Gegen eine solche opportunistische und sich letztlich an die Interessen des deutschen Imperialismus anbiedernde Politik ist es notwendig, ein klares antiimperialistisches und sozialistisches Programm aufzustellen: „Für den sofortigen und bedingungslosen Rückzug der Bundeswehr aus allen Auslandseinsätzen und die Streichung jeglicher Auslandsschulden. Raus mit dem Imperialismus aus allen Ländern! Sofortige Auflösung der NATO und aller imperialistischen Bündnisse. Verbot von Waffenexporten. Im Inland fordern wir die Abrüstung der Polizei, die Auflösung des KSK und der Sondereinheiten der Armee, die Auflösung des Verfassungsschutzes, ein Ende aller rassistischen Polizeikontrollen und den Rauswurf der GdP aus dem Deutschen Gewerkschaftsbund.

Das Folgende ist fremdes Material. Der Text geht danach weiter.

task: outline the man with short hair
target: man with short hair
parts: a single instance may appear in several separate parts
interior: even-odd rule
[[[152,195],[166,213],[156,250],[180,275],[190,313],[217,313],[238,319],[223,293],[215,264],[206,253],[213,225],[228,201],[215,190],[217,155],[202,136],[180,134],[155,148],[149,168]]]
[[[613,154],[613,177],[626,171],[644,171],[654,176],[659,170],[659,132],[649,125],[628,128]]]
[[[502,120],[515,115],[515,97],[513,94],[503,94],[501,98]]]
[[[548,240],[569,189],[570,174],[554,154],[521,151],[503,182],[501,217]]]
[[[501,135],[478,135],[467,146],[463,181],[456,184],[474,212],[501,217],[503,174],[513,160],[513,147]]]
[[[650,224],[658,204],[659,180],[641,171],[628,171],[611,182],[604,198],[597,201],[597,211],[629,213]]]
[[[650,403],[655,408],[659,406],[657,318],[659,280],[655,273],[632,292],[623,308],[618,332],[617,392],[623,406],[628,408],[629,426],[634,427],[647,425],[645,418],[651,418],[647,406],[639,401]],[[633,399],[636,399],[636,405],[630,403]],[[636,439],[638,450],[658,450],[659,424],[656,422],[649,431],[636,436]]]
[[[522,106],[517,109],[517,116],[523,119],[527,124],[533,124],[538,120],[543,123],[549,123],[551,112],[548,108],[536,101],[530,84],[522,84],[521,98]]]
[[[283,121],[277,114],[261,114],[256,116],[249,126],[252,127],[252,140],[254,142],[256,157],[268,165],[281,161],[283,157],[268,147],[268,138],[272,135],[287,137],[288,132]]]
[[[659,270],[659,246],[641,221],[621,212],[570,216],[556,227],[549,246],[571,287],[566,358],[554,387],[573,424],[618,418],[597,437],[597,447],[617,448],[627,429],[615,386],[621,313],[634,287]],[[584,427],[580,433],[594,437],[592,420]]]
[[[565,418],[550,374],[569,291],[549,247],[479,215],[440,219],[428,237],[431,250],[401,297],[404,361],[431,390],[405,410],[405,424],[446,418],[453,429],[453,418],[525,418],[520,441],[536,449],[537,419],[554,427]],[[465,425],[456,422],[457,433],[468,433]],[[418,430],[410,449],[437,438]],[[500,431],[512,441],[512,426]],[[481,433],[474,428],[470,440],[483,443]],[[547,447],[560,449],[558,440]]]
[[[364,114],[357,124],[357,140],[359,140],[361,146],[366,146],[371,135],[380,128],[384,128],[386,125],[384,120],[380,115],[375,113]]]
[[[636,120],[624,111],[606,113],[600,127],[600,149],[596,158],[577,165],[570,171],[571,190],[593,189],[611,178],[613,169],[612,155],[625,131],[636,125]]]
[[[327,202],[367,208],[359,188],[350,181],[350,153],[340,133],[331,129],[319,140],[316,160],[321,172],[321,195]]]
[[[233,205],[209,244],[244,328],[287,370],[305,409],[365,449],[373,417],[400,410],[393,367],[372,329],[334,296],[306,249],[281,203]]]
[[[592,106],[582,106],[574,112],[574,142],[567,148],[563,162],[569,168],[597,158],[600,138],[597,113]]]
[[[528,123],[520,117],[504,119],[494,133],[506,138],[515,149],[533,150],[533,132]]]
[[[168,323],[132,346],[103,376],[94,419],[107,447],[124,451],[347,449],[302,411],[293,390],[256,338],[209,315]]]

Wir fordern die vollständige Öffnung der Grenzen, die Abschaffung des rassistischen Asyl- und Lagersystems sowie volle demokratische und Arbeitsrechte für alle Menschen, die hier leben wollen. Wahlrecht ab 14 Jahre für alle hier lebenden Menschen – für volle Staatsbürger:innenschaft für alle! Gegen die imperialistische EU unter Führung des deutschen Kapitals werben wir für die Perspektive eines sozialistischen Europas der Arbeiter:innen.“

So etwas wird es mit der Partei DIE LINKE aber nicht geben können. Wie können wir dann endlich diesen sozialistischen Kurs einschlagen, den wir so dringend brauchen? Wir schlagen vor, nicht die Einheit mit einem Reformismus zu wahren, der für die Regierungsbeteiligung alle Prinzipien aufgibt, sondern gemeinsam Schritte in Richtung der Einheit der Linken auf revolutionärer Grundlage zu gehen. Damit können wir endlich für ein Sofortprogramm kämpfen, das seinen Namen verdient.